Re: Małe i duże na Północ podróże-Mały kraj,wielkie emocje-D
napisał(a) kulka53 » 23.10.2016 09:00
Wracamy znów na deptak
Na małym placyku stoi sobie Ratusz.
Pada coraz bardziej
, ale nie poddajemy się
, to deptak którym przyszliśmy.
No i trochę mało kształtna rzeźba przed Ratuszem... to chyba miał być słoń
, no albo coś zupełnie innego.
Kawałek dalej – większy placyk.
Jak widać Duńczycy lubią nowoczesną sztukę.
Jakaś boczna uliczka.
Ten napis w pełni oddaje pogodę w Aabenraa
(zdaje się, że po duńsku oznacza to – na wynajem, ale wtedy jeszcze tego nie wiedzieliśmy).
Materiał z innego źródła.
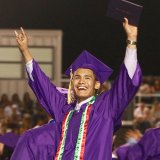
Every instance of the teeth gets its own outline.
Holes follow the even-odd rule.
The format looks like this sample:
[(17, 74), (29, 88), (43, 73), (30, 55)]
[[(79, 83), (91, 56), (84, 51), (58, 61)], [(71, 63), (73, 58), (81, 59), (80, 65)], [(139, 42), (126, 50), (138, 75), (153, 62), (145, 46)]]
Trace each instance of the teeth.
[(78, 87), (78, 89), (86, 89), (86, 87)]

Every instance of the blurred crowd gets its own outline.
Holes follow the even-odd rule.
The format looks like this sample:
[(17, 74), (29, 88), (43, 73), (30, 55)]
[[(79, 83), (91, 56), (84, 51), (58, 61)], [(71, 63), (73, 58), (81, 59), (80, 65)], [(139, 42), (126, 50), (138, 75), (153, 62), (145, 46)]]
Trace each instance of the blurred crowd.
[(13, 132), (22, 134), (27, 129), (48, 122), (49, 117), (40, 104), (35, 102), (28, 92), (23, 99), (17, 93), (11, 99), (6, 94), (0, 98), (0, 134)]

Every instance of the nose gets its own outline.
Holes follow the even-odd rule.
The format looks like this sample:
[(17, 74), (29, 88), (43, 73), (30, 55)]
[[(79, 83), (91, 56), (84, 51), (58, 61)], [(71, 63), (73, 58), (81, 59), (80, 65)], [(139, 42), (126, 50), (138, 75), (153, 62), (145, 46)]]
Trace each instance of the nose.
[(79, 84), (83, 84), (83, 83), (84, 83), (84, 78), (81, 77), (81, 78), (79, 79)]

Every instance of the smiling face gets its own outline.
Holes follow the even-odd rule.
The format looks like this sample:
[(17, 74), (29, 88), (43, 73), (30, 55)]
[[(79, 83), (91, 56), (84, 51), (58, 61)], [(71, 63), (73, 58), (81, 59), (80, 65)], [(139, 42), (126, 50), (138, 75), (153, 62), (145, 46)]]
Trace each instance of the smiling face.
[(100, 82), (96, 80), (93, 71), (84, 68), (74, 72), (72, 84), (78, 102), (95, 95), (95, 91), (100, 88)]

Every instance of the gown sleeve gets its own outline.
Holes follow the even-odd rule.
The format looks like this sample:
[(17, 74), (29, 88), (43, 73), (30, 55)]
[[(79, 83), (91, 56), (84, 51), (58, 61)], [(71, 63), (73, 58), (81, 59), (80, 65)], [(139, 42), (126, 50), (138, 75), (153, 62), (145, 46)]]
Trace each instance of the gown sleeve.
[(136, 94), (141, 84), (141, 79), (142, 73), (138, 63), (132, 79), (128, 75), (125, 64), (122, 64), (120, 73), (110, 91), (105, 93), (108, 106), (105, 107), (104, 116), (112, 116), (114, 131), (121, 126), (122, 114)]

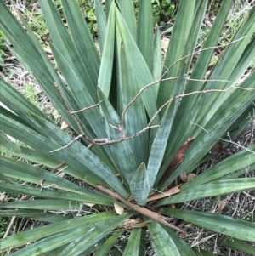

Wracając do auta zauważyliśmy zmokniętych, poprzykrywanych foliowymi płaszczami rowerzystów...
...dwóch starszych facetów. Widząc nas i to, że Małgosia robi zdjęcie stojącemu rowerowi jeden z nich podszedł do nas i zagadał...okazało się, ze byli to Holendrzy odbywający rowerową eskapadę po Danii. Zapytał skąd jesteśmy, na wieść, że z Polski bardzo się ożywił i zaczął mówić po... rosyjsku
. Okazało się, że jest samoukiem, tak jest zafascynowany mową, kulturą i chyba wszystkim co jest związane z krajem Putina, że sam nauczył się po rosyjsku
. Słabo bo słabo, ale w sumie my po latach nie lepiej... ale dogadywaliśmy się w tym języku
, a Holender był zachwycony, że spotkał kogoś kto potrafi coś tam powiedzieć a on potrafi to zrozumieć. Zajął nam dobre kilkanaście minut a na koniec nagryzmolił na kartce swoje dane i adres mailowy oraz bardzo zapraszał, że jeśli kiedyś będziemy w Rotterdamie to on chętnie nas oprowadzi
.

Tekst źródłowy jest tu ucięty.